Is Phi a Generalized Coordinate in Lagrangian Equations?

[M. next]

If we considered some coordinate as being a generalized one, like when we are considering spherical coordinates-let us suppose that I chose theta and phi as generalized coordinates. After deriving the Lagrangian equation it turned out that the equation doesn't depend on phi. Which means that derivative of the Lagrangian by phi is zero. Does this mean it is not a generalized coordinate? If not, what does it mean? And lastly, what's the difference if the case was that the equation doesn't depend on phi dot(the time derivative of phi)
thanks in advance

 

[jfizzix]

If we considered some coordinate as being a generalized one, like when we are considering spherical coordinates-let us suppose that I chose theta and phi as generalized coordinates. After deriving the Lagrangian equation it turned out that the equation doesn't depend on phi. Which means that derivative of the Lagrangian by phi is zero. Does this mean it is not a generalized coordinate? If not, what does it mean? And lastly, what's the difference if the case was that the equation doesn't depend on phi dot(the time derivative of phi)
thanks in advance

Let's say we have some Lagrangian

$L(\theta, \phi, \dot{\theta}, \dot{\phi})$

Let's look at the equation of motion for $\phi$. Recall that the generalized conjugate momentum to the coordinate $\phi$ is

$p_{\phi}=(\frac{\partial L}{\partial \dot{\phi}})$

and so our equation of motion becomes

$\frac{d}{d t}(\frac{\partial L}{\partial \dot{\phi}}) -(\frac{\partial L}{\partial \phi}) = \frac{d}{d t} p_{\phi} - (\frac{\partial L}{\partial \phi})= 0$

If L does not depend on $\phi$, then $(\frac{\partial L}{\partial \phi})= 0$, and so $p_{\phi}$ is constant in time; it is a conserved quantity.
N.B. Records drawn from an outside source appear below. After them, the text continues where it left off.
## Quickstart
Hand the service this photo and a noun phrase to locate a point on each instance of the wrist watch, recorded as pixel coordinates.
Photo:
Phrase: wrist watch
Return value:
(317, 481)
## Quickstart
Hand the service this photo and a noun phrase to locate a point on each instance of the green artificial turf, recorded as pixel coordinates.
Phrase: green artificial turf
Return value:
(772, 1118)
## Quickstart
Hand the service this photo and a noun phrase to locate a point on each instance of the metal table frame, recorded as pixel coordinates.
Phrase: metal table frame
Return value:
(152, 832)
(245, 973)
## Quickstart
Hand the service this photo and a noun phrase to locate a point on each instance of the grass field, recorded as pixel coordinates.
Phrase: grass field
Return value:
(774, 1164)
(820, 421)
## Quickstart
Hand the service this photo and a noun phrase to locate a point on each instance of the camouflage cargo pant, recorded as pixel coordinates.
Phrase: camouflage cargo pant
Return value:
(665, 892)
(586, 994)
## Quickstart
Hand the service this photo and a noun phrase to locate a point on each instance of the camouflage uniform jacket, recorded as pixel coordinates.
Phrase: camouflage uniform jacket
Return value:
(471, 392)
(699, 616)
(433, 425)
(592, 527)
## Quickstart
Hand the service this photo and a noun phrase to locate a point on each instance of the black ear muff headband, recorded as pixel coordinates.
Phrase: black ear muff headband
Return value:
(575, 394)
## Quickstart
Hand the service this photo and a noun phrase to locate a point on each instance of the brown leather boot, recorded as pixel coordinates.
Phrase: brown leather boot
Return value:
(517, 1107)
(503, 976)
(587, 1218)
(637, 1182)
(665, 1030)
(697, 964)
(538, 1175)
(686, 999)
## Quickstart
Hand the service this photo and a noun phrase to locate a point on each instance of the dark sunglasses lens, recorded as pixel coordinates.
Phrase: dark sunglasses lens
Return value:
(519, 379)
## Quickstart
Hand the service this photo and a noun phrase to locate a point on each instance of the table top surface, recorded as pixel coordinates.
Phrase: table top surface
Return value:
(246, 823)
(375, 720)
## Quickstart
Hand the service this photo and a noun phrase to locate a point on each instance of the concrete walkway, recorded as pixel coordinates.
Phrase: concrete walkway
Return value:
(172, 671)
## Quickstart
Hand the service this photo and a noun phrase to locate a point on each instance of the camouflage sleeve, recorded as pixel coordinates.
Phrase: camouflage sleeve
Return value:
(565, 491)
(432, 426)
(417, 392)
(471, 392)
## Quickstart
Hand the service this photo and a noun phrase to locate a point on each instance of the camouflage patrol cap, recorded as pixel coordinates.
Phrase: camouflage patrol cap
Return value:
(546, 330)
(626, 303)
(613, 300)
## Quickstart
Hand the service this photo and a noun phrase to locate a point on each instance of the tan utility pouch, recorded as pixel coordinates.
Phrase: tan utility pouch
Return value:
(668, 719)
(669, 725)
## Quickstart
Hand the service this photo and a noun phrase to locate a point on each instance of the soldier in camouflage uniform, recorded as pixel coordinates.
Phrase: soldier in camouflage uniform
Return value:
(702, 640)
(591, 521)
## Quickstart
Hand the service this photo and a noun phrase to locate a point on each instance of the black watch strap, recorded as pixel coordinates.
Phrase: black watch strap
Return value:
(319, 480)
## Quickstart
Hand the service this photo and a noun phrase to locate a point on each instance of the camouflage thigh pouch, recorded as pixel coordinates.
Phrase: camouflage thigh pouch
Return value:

As for what happens when L does not depend on $\dot{\phi}$ we can look to the same equation of motion. This would be saying the same thing as $p_{\phi} = 0$. As far as dynamics go, I think what it means is that there would be no relevant dynamics in the $\phi$ direction, and you would instead look at how things are changing in the $\theta$ direction.


hope this helps,

-James

 

[Couchyam]

Phi is still a generalized coordinate, and when you're considering your final equations of motion you will need to consider the time-dependence of the phi coordinate in your answer.

The fact that the derivative of the Lagrangian is zero means, as was mentioned above, that you have a conserved quantity. For example, consider the Lagrangian for a small planet orbiting a very large star: assuming that Newtonian gravity is valid, you will get a potential energy that will have no angular dependence at all. If you were free to choose whatever reference frame you wanted, then you would be foolish not to choose one in which one of the generalized coordinates is zero. However, you can imagine a potential that is slightly more complicated in which there is no "phi" dependence, but some "theta" dependence (like the gravitational potential energy of a galactic disk). In this case, the fact that dL/d(phi) = 0 means that angular momentum is conserved about the axis of symmetry. This does not reduce the effective dimensionality of the solution set though.

 

[M. next]

I apologize for the REAL delay in replying, but I thank you both.